Enclosure, Connary, Co. Wicklow
Co. Wicklow |
Enclosures
In the forested slopes of Connary in County Wicklow, a circular enclosure roughly fifty metres across was considered distinct enough in 1838 to be marked on the first edition Ordnance Survey six-inch map.
By the time the revised edition appeared in 1908, it had vanished from the cartographic record entirely, absorbed, it seems, by the intervening decades of change on the ground. What the mapmakers of 1908 chose to omit, or simply could no longer see, the landscape has quietly preserved in fragmentary form.

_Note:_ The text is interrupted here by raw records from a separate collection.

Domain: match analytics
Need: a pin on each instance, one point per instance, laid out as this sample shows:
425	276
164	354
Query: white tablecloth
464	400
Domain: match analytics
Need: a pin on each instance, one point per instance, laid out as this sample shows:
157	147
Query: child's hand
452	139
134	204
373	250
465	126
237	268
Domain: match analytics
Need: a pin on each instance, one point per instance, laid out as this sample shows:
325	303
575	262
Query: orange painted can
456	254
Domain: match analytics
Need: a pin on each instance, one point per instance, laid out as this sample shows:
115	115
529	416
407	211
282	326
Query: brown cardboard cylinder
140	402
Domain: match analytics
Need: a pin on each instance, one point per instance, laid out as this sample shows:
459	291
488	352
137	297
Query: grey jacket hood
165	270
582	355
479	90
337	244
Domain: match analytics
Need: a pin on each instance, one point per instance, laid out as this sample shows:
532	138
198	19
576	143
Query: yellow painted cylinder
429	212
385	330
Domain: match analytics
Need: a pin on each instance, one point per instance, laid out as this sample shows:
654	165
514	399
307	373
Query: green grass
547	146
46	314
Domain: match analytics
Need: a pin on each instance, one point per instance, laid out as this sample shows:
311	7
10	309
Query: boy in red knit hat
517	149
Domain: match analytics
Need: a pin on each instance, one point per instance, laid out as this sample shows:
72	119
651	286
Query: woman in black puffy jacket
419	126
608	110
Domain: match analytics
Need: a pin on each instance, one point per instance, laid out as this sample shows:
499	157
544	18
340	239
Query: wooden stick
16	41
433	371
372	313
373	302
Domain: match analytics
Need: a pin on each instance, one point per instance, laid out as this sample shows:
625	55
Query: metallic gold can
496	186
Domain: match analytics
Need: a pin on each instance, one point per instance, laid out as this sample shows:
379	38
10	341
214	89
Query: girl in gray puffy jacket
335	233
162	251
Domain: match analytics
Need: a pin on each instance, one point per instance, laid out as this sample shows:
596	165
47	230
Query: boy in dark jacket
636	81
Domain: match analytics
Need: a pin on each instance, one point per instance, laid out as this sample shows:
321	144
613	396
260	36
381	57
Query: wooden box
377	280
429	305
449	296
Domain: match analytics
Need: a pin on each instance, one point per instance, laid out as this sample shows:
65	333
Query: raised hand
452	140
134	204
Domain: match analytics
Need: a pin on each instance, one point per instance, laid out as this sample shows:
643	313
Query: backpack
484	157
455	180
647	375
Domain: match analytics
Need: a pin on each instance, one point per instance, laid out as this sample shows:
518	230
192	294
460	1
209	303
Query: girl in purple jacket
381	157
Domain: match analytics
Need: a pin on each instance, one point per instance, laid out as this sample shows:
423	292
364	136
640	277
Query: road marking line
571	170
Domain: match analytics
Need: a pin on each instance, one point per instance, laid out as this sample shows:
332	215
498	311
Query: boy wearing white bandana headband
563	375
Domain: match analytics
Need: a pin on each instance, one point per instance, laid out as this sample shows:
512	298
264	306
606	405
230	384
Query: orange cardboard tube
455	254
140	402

The site sits on a gentle northwest-facing slope, positioned just above a sharp drop in the terrain about fifteen metres to its northwest. That original circular enclosure, of the kind that in an Irish rural context often signals early medieval settlement or agricultural organisation, left almost no visible trace when the site was examined on the ground. What survives instead is a smaller, subrectangular feature overlying the northwest sector of the earlier, larger one. This later intrusion, measuring roughly twenty-one metres north to south and ten metres east to west, is defined on its north, east, and south sides by a low earthen bank about one and a half metres wide and just over half a metre high. A slight external fosse, a shallow drainage or boundary ditch, runs along the northeast side. A well-defined gap of about one metre at the southeast corner may represent an original entrance. Whether this smaller feature was a separate enclosure or the remnant of an associated field system is not certain, but its relationship to the earlier circular form suggests the land here was reorganised at some point, with one boundary system laid down across the ghost of another.